DiamondLightSource / mx-bluesky

Bluesky plans, plan stubs, and utilities for MX beamlines
https://diamondlightsource.github.io/mx-bluesky/
Apache License 2.0
0 stars 2 forks source link

Take some fluorescence hdf files with the xspress3 #236

Open DominicOram opened 4 months ago

DominicOram commented 4 months ago

GDA reads the data out of the xspress3 directly from PVs then writes it to it's own file format. However, the xspress3 IOC has the ability to write HDF files, which we would like to use. The first step in doing this is spending some time on the beamline manually triggering the fluorescence detector and getting an example file out. This can then be passed to analysis so that they can update their pipelines to work for it.

Acceptance Criteria

DominicOram commented 4 months ago

When we do this we should get @pblowey and @Relm-Arrowny involved

DominicOram commented 3 months ago

Time put aside on the afternoon of 11th July for this

DominicOram commented 3 months ago

Tested with:

from bluesky import plan_stubs as bps
from bluesky.run_engine import RunEngine
from dodal.beamlines import i03
from dodal.devices.zebra_controlled_shutter import ZebraShutterState

RE = RunEngine()

shutter = i03.sample_shutter()
fluo_det = i03.xspress3mini()

def my_plan():
    yield from bps.abs_set(shutter, ZebraShutterState.OPEN)
    yield from bps.abs_set(fluo_det.acquire_time, 0.01)
    yield from bps.stage(fluo_det, wait=True)
    yield from bps.unstage(fluo_det, wait=True)
    yield from bps.abs_set(shutter, ZebraShutterState.CLOSE)

RE(my_plan())

File produced at /dls/i03/data/2024/cm37235-3/fluo_tests/test.h5 sending to analysis properly in https://github.com/DiamondLightSource/mx-bluesky/issues/233. PR incoming with hotfixes to tidy up

DominicOram commented 3 months ago

To get this to work we had to set BL03I-EA-XSP3-01:HDF5:FileTemplate to %s/%s.h5

DominicOram commented 3 months ago

Blocked on https://github.com/DiamondLightSource/dodal/issues/679

DominicOram commented 3 months ago

Do next Friday?

pblowey commented 3 months ago

An update from my side of things as some comments/suggestions:

I've now got a PR ready (DiamondLightSource/python-zocalo-pymca/pull/8) for the changes to the pymca_fitter service that will allow it to process h5 files. Full details can be found in that PR. I've also updated the pymca_fitter recipe to accept cfgFile and h5path as custom parameters. cfgFile allows a specific config file path for the pymca fit to be applied. If not specified it defaults to the config file for the beamline, (it determines which beamline from the input file path. h5path allows a specific path to the data within the h5 file to be set, though I will set the default to whatever path we agree to store the data at in the file, but this parameter might be useful for testing purposes.

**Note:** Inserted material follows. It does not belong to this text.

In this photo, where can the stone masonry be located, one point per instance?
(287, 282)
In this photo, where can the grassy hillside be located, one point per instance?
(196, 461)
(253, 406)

In terms of storing the data, I've found this documentation for writing MCA data using NeXus conventions. Would you be able to get the hdf5 file output by the xpress3 into this format? It would make the hdf5 file a lot more user friendly for any users who want to fit the data themselves in PyMCA as the relevant meta data is stored with the measurement. In that documentation, it suggests having calibration, channels and live time as meta data stored in the file. I think, since we are recording data from all channels in a straight-forward way (0-4095), we don't need the channels stored as meta data. I also don't know if the live time is something that can be readily obtained from the xpress3. The calibration needs to be stored in the file as a dataset in the format [zero, gain, non-linearity_parameter]. The calibrations are currently stored in the PyMCA config files for each beamline.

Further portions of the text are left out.